Ceci nous renvoie au problème de la décision. L'individu kantien14
décide dans un monde nu qu'il n'habite pas. Dans la perception
kantienne, individu, monde ou milieu demeurent radicalement étrangers
entre eux. Le milieu est le contexte d'expression de l'individu, pas
le siège de la rencontre entre l'objet et le sujet d'une volonté de
puissance ; l'individu est construit à partir de son essence
propre, sans référence à une histoire, à un ressenti singulier, à
un moment. Dans cette vision des choses, l'individu est considéré
comme un donné a priori, qui ne peut être questionné, qui
ne ressort d'aucun processus, d'aucune individuation. On ne peut
individuer, on ne peut singulariser ce qui est déjà défini,
complet, accompli et indivisible. En fait, la décision traverse
aussi bien le monde que le sujet, elle se joue dans l'interaction.
Les déterminismes enschèment la volonté de l'être, le sujet
social naît des conjonctions des forces désirant, des conatus.
L'individu ne peut abstraire son existence des enjeux hétéronomes
qui la traversent en permanence. Le lien fait vivre la notion de
l'individu, permet la volonté et incarne le devenir, l'individuation
de l'être. Une puissance sans lieu n'est qu'une âme perdue
velléitaire.
La
liberté définitoire, par contre, la liberté comme idée préconçue,
comme concept politique est arrivée à des paradoxes insurmontables
dans le cadre de l'expansion du capitalisme (du fait de l'ε).
Ce qu'il faut accepter pour exercer la liberté est devenu proprement
insupportable
pour
les esprits libres – et le fait de refuser ces contraintes prive de
l'exercice de la liberté. Il faut admettre les nuisances du mode de
vie capitaliste, les villes dépressives, les campagnes
tentaculaires15
ou désertées, les centres commerciaux, les machines à désir, la
publicité angoissante, les forces de l'ordre omniprésentes, le
bruit tapageur, le pouvoir de contre-maîtres serviles, la brutalité
de la gestion du personnel, l'imbécillité sans cesse renouvelée
des médias de masse ou la vulgarité de l'argent, la stupidité de
ses manifestations,
pour
pouvoir évoluer dans n'importe quel environnement professionnel,
relationnel, de loisir et y mettre en scène une
liberté
d'être factice.
Le
désir du consommateur s'est érigé en impératif catégorique :
alors que la liberté
de consommer devenait
un droit
fondamental,
la liberté
du
producteur, du prestataire de service disparaissait dans
l'invisibilité du travail concret. De même, comme les relations
humaines étaient parasitées par la logique de la représentation,
du spectacle et de la conformation sociale, elles sombraient dans la
névrose, dans l'individualisme – jusque dans les sphères les plus
intimes.
Le
sujet est réduit à l'agent social et l'agent social est soumis à
une codification stricte de son apparence, de son hexis,
de son comportement corporel,
par
le truchement de la massification du sujet. Les seules marges de
manœuvre qui restent sont les névroses familiales et les psychoses.
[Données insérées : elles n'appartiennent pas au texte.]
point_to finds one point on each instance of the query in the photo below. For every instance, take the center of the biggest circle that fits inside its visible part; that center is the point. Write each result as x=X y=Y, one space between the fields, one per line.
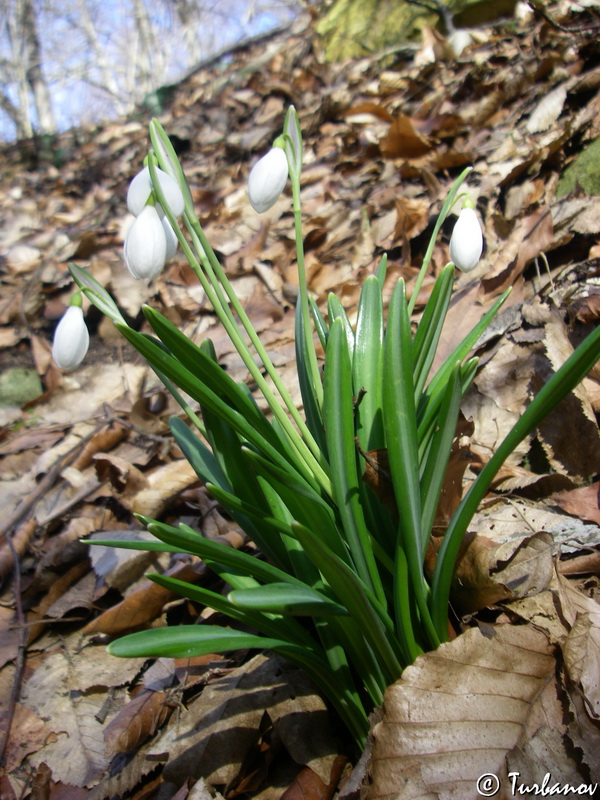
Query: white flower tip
x=141 y=187
x=466 y=243
x=145 y=249
x=267 y=179
x=71 y=340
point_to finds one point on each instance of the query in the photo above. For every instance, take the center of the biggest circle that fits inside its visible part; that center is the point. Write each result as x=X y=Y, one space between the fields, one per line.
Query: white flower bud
x=267 y=179
x=71 y=340
x=172 y=241
x=141 y=187
x=145 y=248
x=466 y=242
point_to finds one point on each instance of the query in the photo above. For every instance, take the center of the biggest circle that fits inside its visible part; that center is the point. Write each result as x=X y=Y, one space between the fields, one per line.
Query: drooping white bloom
x=172 y=241
x=145 y=247
x=293 y=146
x=267 y=179
x=141 y=187
x=466 y=242
x=71 y=340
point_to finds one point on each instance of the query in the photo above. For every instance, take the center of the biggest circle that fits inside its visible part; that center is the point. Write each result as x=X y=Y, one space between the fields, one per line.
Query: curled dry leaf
x=138 y=720
x=143 y=605
x=457 y=712
x=548 y=110
x=489 y=572
x=583 y=503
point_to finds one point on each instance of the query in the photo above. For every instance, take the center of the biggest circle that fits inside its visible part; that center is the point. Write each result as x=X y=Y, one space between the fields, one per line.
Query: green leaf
x=96 y=293
x=556 y=389
x=304 y=504
x=188 y=541
x=335 y=310
x=287 y=599
x=399 y=418
x=367 y=366
x=166 y=364
x=267 y=624
x=197 y=453
x=370 y=617
x=339 y=427
x=430 y=328
x=432 y=480
x=206 y=369
x=187 y=641
x=310 y=398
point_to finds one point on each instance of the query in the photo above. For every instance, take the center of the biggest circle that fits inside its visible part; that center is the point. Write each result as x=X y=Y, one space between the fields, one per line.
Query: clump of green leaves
x=342 y=590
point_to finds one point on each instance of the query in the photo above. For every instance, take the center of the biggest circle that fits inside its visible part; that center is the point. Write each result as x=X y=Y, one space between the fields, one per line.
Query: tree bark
x=32 y=59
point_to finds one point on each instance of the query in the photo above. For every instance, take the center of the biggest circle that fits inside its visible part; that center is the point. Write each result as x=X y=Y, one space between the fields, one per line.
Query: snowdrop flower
x=145 y=248
x=267 y=179
x=172 y=241
x=466 y=242
x=140 y=190
x=71 y=338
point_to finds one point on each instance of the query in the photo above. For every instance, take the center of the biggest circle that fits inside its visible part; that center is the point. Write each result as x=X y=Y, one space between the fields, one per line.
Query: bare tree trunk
x=32 y=59
x=188 y=13
x=18 y=113
x=143 y=67
x=107 y=71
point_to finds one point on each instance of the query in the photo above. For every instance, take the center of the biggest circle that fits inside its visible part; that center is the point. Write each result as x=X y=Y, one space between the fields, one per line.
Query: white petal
x=172 y=242
x=71 y=339
x=139 y=192
x=145 y=248
x=466 y=243
x=141 y=186
x=267 y=179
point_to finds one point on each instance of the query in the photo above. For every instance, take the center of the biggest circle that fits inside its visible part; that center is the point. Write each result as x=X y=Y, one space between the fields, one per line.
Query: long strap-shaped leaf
x=556 y=389
x=399 y=419
x=339 y=428
x=187 y=641
x=370 y=616
x=182 y=377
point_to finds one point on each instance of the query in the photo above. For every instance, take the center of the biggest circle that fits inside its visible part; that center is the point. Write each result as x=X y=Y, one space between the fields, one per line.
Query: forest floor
x=81 y=453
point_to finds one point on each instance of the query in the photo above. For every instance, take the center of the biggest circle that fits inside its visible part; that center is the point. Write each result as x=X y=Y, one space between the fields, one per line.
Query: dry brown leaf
x=106 y=438
x=211 y=739
x=531 y=236
x=67 y=691
x=143 y=605
x=583 y=503
x=163 y=484
x=488 y=572
x=27 y=734
x=548 y=110
x=403 y=140
x=136 y=721
x=457 y=712
x=309 y=786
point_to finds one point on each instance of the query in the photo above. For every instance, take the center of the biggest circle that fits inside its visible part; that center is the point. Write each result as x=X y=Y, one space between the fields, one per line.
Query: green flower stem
x=306 y=317
x=556 y=389
x=448 y=203
x=214 y=294
x=306 y=445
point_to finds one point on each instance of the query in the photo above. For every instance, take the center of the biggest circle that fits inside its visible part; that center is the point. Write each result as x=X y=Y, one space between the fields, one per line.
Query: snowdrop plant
x=342 y=587
x=267 y=179
x=466 y=242
x=71 y=337
x=151 y=240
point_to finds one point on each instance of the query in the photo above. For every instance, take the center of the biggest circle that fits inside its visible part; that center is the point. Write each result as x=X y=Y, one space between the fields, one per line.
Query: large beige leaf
x=457 y=713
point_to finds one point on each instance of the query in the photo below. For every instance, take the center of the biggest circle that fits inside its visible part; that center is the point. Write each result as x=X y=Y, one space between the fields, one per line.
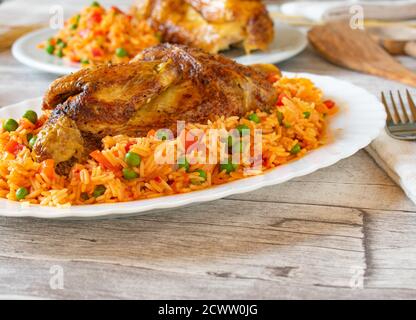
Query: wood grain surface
x=346 y=231
x=337 y=42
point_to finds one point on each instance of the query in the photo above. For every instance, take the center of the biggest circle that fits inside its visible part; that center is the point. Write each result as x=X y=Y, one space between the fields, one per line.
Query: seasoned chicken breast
x=212 y=25
x=164 y=84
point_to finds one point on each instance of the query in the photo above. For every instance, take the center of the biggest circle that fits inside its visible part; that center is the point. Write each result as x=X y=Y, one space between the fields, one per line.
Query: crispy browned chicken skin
x=212 y=25
x=164 y=84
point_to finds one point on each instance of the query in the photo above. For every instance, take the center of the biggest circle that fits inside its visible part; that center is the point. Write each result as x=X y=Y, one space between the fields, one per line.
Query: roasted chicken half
x=163 y=84
x=212 y=25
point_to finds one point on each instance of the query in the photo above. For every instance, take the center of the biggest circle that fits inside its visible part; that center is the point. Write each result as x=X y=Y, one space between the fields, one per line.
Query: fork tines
x=406 y=116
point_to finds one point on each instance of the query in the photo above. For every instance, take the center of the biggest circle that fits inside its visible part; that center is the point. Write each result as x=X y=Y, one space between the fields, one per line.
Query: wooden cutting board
x=355 y=49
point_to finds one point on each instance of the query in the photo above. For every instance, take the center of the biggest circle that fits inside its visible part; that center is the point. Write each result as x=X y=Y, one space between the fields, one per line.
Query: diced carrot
x=13 y=147
x=26 y=124
x=48 y=168
x=151 y=133
x=116 y=9
x=329 y=104
x=99 y=157
x=128 y=146
x=280 y=99
x=96 y=17
x=97 y=52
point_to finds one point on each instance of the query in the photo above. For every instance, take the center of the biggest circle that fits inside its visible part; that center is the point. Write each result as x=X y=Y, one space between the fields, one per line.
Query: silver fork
x=400 y=126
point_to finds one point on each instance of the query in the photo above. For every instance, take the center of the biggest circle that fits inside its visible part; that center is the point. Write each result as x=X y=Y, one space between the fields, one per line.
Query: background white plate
x=360 y=120
x=287 y=43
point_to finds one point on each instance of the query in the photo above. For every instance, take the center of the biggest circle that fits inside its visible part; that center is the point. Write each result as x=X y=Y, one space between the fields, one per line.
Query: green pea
x=132 y=159
x=50 y=49
x=84 y=196
x=159 y=36
x=254 y=117
x=184 y=165
x=98 y=191
x=129 y=174
x=10 y=125
x=32 y=141
x=228 y=167
x=21 y=193
x=121 y=52
x=60 y=54
x=31 y=115
x=202 y=174
x=60 y=43
x=280 y=117
x=296 y=149
x=242 y=127
x=162 y=135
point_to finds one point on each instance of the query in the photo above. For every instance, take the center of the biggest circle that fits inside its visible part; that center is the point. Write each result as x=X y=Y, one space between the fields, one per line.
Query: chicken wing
x=163 y=84
x=212 y=25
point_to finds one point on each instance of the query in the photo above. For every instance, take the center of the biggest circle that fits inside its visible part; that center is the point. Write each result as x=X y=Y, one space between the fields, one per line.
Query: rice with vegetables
x=97 y=35
x=125 y=169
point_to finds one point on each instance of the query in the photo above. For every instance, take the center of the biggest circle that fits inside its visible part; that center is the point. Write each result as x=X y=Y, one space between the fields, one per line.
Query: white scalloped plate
x=360 y=120
x=288 y=43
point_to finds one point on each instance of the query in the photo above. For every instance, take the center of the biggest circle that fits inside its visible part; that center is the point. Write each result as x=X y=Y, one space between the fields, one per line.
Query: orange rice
x=298 y=121
x=97 y=35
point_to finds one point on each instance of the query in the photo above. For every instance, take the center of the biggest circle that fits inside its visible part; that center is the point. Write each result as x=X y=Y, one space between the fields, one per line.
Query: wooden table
x=343 y=232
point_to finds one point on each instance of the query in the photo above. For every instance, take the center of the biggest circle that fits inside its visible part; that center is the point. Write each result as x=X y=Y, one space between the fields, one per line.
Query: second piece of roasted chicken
x=164 y=84
x=212 y=25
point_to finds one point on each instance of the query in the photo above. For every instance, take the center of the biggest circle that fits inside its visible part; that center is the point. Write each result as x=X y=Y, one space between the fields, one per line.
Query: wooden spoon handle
x=355 y=49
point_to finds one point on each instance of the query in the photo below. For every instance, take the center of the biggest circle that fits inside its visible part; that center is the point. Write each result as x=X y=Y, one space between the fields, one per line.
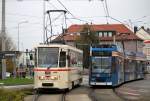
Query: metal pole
x=19 y=33
x=18 y=36
x=3 y=39
x=43 y=21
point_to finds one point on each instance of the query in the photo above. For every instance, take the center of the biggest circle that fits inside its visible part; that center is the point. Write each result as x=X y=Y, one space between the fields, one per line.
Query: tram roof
x=61 y=46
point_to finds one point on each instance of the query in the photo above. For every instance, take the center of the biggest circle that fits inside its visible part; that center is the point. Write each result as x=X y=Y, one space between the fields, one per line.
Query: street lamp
x=18 y=30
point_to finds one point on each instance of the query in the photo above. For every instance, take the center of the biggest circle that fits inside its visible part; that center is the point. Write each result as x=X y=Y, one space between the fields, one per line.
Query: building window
x=100 y=34
x=105 y=34
x=110 y=34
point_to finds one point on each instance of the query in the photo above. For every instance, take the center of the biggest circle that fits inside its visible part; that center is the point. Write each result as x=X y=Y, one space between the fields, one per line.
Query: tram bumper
x=101 y=83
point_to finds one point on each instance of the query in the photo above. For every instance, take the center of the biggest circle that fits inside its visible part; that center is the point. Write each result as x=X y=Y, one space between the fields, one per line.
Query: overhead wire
x=71 y=13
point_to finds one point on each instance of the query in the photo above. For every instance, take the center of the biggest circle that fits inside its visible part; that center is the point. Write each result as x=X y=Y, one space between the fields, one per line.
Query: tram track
x=36 y=95
x=92 y=94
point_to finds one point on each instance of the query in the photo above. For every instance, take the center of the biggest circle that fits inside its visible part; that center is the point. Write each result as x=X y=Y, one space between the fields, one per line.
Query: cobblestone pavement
x=136 y=91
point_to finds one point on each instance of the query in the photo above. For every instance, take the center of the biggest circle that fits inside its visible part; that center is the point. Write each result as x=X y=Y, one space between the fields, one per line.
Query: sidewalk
x=18 y=87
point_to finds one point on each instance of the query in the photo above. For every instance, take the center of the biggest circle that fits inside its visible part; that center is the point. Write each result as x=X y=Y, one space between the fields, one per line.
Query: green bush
x=11 y=95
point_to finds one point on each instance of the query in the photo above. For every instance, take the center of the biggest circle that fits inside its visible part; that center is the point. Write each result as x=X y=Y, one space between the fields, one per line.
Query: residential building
x=144 y=34
x=107 y=33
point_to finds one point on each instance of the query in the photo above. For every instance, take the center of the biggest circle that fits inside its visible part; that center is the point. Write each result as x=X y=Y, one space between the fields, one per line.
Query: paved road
x=136 y=91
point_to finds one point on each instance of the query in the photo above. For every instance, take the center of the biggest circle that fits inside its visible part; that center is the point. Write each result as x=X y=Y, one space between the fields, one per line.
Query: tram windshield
x=48 y=57
x=101 y=64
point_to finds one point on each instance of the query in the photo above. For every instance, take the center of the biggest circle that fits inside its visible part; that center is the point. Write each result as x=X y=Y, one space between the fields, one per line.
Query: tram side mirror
x=68 y=57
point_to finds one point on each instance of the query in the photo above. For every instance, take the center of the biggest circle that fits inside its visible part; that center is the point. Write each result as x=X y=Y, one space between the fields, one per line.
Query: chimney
x=65 y=31
x=148 y=30
x=142 y=27
x=135 y=29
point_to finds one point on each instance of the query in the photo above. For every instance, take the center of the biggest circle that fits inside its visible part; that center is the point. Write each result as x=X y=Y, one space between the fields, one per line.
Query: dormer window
x=110 y=34
x=100 y=34
x=105 y=34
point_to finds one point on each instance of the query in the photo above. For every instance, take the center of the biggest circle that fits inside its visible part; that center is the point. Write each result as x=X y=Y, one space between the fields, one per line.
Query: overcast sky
x=31 y=33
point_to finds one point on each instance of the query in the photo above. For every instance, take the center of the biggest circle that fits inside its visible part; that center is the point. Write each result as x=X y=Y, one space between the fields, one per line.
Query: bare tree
x=9 y=43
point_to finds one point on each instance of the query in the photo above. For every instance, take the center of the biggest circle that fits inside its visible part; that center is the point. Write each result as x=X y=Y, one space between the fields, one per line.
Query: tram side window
x=62 y=60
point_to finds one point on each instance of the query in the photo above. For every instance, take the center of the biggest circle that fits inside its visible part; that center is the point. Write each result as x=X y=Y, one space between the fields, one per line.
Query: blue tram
x=109 y=65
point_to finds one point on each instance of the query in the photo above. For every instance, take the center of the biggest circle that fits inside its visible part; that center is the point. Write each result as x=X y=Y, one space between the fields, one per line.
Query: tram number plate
x=47 y=73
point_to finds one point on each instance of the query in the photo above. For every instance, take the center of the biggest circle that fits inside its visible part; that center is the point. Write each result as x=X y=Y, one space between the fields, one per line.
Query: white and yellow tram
x=57 y=66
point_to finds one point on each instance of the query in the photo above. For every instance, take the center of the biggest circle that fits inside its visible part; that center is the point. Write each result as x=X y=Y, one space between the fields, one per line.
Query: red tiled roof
x=147 y=41
x=120 y=29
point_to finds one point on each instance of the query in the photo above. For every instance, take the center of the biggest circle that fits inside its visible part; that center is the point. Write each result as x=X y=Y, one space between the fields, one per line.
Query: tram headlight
x=97 y=75
x=41 y=77
x=54 y=78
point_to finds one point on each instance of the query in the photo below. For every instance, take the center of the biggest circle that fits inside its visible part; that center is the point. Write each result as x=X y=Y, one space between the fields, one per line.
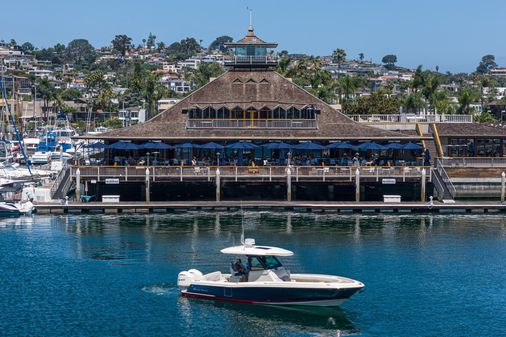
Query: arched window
x=265 y=113
x=279 y=113
x=223 y=113
x=237 y=113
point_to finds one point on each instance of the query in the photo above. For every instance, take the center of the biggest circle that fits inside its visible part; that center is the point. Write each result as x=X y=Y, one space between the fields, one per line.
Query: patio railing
x=404 y=118
x=473 y=161
x=252 y=123
x=124 y=173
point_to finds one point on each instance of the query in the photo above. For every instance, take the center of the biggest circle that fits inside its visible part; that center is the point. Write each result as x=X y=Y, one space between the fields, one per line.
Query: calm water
x=104 y=275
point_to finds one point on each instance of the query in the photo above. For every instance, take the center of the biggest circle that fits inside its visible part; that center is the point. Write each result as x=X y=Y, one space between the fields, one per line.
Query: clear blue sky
x=453 y=34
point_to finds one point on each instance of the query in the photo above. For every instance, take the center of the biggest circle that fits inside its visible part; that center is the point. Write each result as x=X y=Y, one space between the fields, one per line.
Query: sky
x=451 y=34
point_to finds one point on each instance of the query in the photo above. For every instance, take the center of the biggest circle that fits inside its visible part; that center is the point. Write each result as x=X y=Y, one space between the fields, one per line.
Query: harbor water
x=102 y=275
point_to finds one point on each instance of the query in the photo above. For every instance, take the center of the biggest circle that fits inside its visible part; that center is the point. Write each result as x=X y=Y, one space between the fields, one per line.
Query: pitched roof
x=269 y=90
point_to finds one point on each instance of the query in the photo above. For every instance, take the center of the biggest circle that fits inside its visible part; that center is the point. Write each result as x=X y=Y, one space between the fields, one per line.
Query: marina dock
x=279 y=206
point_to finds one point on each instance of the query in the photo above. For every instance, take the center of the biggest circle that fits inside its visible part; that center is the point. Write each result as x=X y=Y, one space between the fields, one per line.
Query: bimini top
x=249 y=248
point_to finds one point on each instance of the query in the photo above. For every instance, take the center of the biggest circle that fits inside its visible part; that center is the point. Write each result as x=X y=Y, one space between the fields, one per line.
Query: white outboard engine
x=185 y=278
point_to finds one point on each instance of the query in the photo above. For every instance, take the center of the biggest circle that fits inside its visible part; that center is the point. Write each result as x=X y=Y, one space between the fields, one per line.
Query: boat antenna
x=7 y=105
x=242 y=224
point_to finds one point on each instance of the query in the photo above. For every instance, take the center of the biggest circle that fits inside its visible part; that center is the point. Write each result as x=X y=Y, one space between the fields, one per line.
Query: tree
x=414 y=102
x=338 y=57
x=46 y=91
x=219 y=43
x=203 y=73
x=487 y=63
x=183 y=49
x=160 y=47
x=27 y=47
x=153 y=91
x=376 y=103
x=151 y=41
x=466 y=96
x=71 y=94
x=348 y=85
x=389 y=60
x=121 y=44
x=80 y=52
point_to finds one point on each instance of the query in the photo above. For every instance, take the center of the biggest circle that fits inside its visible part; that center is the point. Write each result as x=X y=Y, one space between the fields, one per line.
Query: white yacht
x=264 y=280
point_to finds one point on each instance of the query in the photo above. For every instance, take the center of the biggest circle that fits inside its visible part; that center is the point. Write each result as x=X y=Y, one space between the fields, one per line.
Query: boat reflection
x=328 y=319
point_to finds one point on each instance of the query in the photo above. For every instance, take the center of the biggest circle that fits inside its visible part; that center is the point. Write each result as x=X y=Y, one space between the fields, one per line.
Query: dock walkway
x=299 y=206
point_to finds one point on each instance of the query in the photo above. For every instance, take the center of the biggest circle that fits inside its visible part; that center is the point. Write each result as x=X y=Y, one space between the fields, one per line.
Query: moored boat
x=264 y=280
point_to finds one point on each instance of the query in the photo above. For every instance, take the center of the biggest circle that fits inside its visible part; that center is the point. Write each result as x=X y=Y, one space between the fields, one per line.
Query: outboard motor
x=185 y=278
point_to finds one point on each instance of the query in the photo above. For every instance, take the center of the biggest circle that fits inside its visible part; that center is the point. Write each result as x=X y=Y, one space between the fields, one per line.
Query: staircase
x=429 y=144
x=62 y=184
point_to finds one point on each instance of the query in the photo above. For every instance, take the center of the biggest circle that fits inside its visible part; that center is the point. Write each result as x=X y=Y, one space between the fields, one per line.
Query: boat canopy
x=256 y=251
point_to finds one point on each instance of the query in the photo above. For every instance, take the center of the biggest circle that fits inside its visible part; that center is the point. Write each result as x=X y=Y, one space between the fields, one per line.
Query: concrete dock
x=318 y=207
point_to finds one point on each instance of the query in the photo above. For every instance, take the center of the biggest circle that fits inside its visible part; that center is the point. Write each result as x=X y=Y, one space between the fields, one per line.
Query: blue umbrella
x=211 y=146
x=395 y=146
x=155 y=146
x=412 y=146
x=370 y=146
x=241 y=145
x=309 y=146
x=124 y=146
x=280 y=146
x=186 y=146
x=97 y=146
x=340 y=145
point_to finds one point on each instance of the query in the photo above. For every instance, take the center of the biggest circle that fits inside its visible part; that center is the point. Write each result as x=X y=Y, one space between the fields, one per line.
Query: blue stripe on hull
x=266 y=294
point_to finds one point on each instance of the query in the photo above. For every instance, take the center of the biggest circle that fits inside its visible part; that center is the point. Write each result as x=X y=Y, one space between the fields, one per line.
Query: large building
x=247 y=135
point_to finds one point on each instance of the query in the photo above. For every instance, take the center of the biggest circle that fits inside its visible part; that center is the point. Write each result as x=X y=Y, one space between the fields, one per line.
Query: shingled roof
x=244 y=89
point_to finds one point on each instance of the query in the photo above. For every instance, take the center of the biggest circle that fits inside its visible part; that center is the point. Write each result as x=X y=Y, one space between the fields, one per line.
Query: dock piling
x=503 y=186
x=78 y=185
x=288 y=185
x=218 y=187
x=357 y=185
x=148 y=194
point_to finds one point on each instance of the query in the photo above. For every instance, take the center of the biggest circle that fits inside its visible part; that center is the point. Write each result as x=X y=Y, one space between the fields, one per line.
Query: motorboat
x=9 y=209
x=264 y=280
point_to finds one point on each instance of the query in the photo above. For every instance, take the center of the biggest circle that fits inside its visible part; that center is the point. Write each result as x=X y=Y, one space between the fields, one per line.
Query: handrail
x=446 y=179
x=420 y=133
x=438 y=141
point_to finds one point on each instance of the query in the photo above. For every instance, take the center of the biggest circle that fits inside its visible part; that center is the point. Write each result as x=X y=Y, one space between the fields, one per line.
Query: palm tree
x=338 y=56
x=414 y=102
x=466 y=96
x=349 y=85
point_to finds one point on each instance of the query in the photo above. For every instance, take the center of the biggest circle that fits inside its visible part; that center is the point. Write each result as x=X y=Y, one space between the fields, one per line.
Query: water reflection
x=261 y=318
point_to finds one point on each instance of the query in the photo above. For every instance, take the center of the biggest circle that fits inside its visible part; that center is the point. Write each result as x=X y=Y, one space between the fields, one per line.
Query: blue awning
x=341 y=145
x=241 y=145
x=371 y=146
x=155 y=146
x=124 y=146
x=211 y=146
x=309 y=146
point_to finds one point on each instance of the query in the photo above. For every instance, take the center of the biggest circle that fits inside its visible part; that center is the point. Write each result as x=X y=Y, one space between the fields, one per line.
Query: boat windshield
x=265 y=262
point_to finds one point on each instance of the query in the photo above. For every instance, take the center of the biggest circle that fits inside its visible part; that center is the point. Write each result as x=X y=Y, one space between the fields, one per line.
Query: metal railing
x=124 y=173
x=404 y=118
x=252 y=123
x=446 y=179
x=62 y=178
x=473 y=161
x=268 y=59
En ce sens, au moment où elle apparaît comme une réponse
rationnelle à une situation inextricable, la folie devient
l'irreprésentable du champ social, elle en devient l'ob-scène.
Elle se développe quand les tensions tues et
les
silences sombres s'invaginent dans la volonté de l'être et
l'envoient en
exil de son monde. Seuls demeurent alors, dans le champ
représentable, les choix de codes, de tribus, d'identités factices.
Il s'agit de choix substantiels qui ferment des possibles et ne
singularisent
personne
par
eux-mêmes.
Ces choix peuvent induire une situation de singularité de manière
accidentelle, l'accident fait resurgir alors par la fenêtre la
liberté sortie par la porte. Un
coup de dés jamais n'abolira le hasard.
Proposition
163
Le
marché des identités en kit, des idées politiques ou des
engagements religieux ne constitue en rien une liberté. En soi,
il n'accroît pas la puissance et la volonté du sujet individuel
ou collectif – ou alors de manière fortuite.
|
C'est sur l'identité
spectaculaire que l'individu sera jaugé dans les non-lieux du
capital. Nous ressemblons aux prisonniers américains dont les
tatouages du corps sont l'ultime – et le seul – espace de
liberté, une liberté d'être le vecteur d'un message, d'être le
porteur d'un signifiant et non une liberté de signifier. L'habit ne
fait pas le moine et, derrière ces figures conformes à des
identités spectaculaires, se cachent des êtres bien vivants, se
cachent des mondes extérieurs au capital, plein d'envie, de joie, de
peine, de vie. De manière interstitielle, il s'en reflète la
lumière dans les brèches des espaces et du vécu commun, dans
l'intimité, dans la fatigue, dans la rencontre, dans la grève, dans
la panne, dans une main ou un poing tendu, dans ces défis à
l'image, à la conformité ou à l'utile.
Nous ne tenons pas ces
interstices pour négligeables. Ils invalident heureusement nombre
d’utopies.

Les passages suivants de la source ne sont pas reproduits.